According to Uproxx, "The final taping was a bit like high school graduation. Nobody wore caps and gowns, but the production staff had 'Friends' yearbooks made that were given out to the cast just before taping the final episode. After taping had wrapped, the cast and crew were each given a piece of the sidewalk from outside the Central Perk as a keepsake." 

There's a Central Perk Lego set

As an incredibly famous sitcom that ran for ten years, with an intensely devoted fan base and a legacy that will last as long as TV itself, of course "Friends" has its own Lego sets. 
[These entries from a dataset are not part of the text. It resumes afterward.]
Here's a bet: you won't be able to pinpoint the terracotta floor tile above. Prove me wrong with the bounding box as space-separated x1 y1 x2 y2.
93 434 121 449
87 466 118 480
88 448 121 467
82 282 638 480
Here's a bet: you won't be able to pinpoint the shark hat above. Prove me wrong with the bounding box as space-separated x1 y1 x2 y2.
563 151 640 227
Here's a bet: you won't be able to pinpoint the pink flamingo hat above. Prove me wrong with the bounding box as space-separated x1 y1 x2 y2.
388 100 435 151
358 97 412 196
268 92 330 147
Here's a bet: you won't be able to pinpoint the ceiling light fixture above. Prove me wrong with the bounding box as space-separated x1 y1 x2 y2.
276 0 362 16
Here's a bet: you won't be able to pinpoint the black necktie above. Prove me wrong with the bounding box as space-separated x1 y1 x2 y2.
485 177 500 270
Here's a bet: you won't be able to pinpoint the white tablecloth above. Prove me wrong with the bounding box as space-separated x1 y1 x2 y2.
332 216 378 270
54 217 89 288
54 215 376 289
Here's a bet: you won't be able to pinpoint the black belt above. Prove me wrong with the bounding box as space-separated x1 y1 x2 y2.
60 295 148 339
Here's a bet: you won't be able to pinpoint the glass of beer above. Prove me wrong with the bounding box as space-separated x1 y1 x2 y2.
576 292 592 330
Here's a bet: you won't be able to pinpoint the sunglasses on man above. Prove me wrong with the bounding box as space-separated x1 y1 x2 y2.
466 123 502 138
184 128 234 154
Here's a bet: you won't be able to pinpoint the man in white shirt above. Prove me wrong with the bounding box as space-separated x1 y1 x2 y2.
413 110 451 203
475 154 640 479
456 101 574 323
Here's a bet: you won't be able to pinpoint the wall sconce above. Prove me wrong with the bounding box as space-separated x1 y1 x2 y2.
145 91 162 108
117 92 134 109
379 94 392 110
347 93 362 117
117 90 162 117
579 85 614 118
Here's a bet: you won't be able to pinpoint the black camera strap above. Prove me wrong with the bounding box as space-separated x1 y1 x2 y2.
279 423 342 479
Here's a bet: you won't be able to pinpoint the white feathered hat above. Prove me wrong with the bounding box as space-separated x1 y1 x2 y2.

The first was a Central Perk set that came out for the show's 25th anniversary, a strikingly accurate depiction of the famous coffee house. It had the orange couch, Phoebe's stage and guitar, Gunther's counter and coffee making implements, and tons of other intricate details including the aforementioned "reserved" sign.

Another "Friends"-themed Lego set launched in conjunction with HBO Max's "Friends" reunion special. This latest set is modeled after the apartments, featuring Monica and Rachel's place, the hallway, and Joey and Chandler's place. Just like the Central Perk set, there are some pretty amazing details — such as the gang's giant poking device used to wake up Ugly Naked Guy, Phoebe's "art" Gladys, Monica's Thanksgiving head turkey, the chick and the duck, Joey and Chandler's canoe, and even a Janice.

There are Central Perks around the world

Because "Friends" was so popular, Central Perk became an inspiration for quirky little coffee houses everywhere. Not only did the fictional coffee shop result in numerous real-world coffee houses of the '90s trying to emulate its style and vibe, but it also inspired international knockoffs all around the world. 

In 2006, an Iranian businessman named Mojtaba Asadian started a Central Perk franchise. "I am a big fan of ["Friends"] and have registered the trademark in 32 countries. Central Perk, near Spinneys Umm Suqueim, is the very first in what I hope will be a worldwide chain," Asadian told Gulf News at the opening of the Dubai location. Central Perks also opened in London, Beijing, China, Singapore, and Egypt, all with big orange couches, neon signage, brick walls, and eclectic artwork inspired by "Friends." 

For the show's 25th anniversary in 2019, a pop-up Central Perk opened up in New York City. A company called "The Friends Experience" organizes others, with locations not only in New York but also Chicago and soon Atlanta. If one ever pops up near you, be sure to stop in and say hi to your friends.